|Rondo Building's Information|
|Rating: Two Star|
|Location: 4887 North Avenue: East|
The lobby itself is lush but at the same time sparse; no clutter here and exceptionally clean. There's a white and blue large vase that a tall potted fern thriving in a corner, a low table that looks to be at one time someone's much loved and well taken care of writing desk with a chair before it, a Western style sofa in plush textures of basic black and a matching chair — both of which look as if they've rarely seen company other than in passing. The whole air of the room, however, is of things calming, quiet, peace, patience. This isn't a place to feel harried but to find solace from the outside world. Even the sounds of the street outside are muffled enough to be almost nonexistent.
A large paper screen is placed before the front door with carvings of koi and trees with butterflies in a black lacquered and brass inlay pattern. A single step divides the screened 'lobby' from the room, the former a polished hardwood floor and the latter very dense scarlet carpet. An old armoire sits at an angle to cut off a corner itself from access, also in that simple classic black with very ornate legs of dragons holding up the furniture which is, itself plain. Instead of there being drawers or a set of doors, the armoire bears wooden mailboxes each with a simple lock mechanism with each labeled as to apartment number and residents' name.
The scarlet carpet continues on but so too do the white rice papered walls. The walls have a slight texture to them, but the arch leading into the stairwell has a carved sinuous dragon curling down one side and a phoenix rampant on the other. Where there is woodwork, it's a simple glossy hardwood polished to a rich shine.
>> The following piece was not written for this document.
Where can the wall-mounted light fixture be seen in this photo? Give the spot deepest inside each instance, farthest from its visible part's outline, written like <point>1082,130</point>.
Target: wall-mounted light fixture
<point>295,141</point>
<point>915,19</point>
Each door is plain and made of a similar hardwood with the residents being able to view their visitors through the standard peephole and the locks looking fairly sturdy. Alternating between each door is the small curved form of a dragon, a brass bamboo-leaf design shading the bulb held within its mouth.
Stairs stand at the far end of the hallway, the dark wood visible on either side of the central crimson carpeted runner. A bonsai tree sits in a low ceramic dish atop a narrow end-table aside the stairs that lead down to the ground floor.
The apartments in the Rondo Building tend around 1,000 square feet, generally between one large studio-style room with a small bathroom and kitchenette, or a wide living room with a bedroom and kitchen/dining room in back, or four rooms 12' square each.
The trend of red carpeting continues into the apartments, although blackwood floors can be found underneath and in the kitchen and bathroom. The walls have the same rice-paper motif of the hallways and lobby, black 'frames' running along the floor, ceiling, and where panels meet. The heating by means of hot-water accordion-style radiators (although it is not unheard of for folks to divert the gas-line to the kitchen and set up gas fireplaces).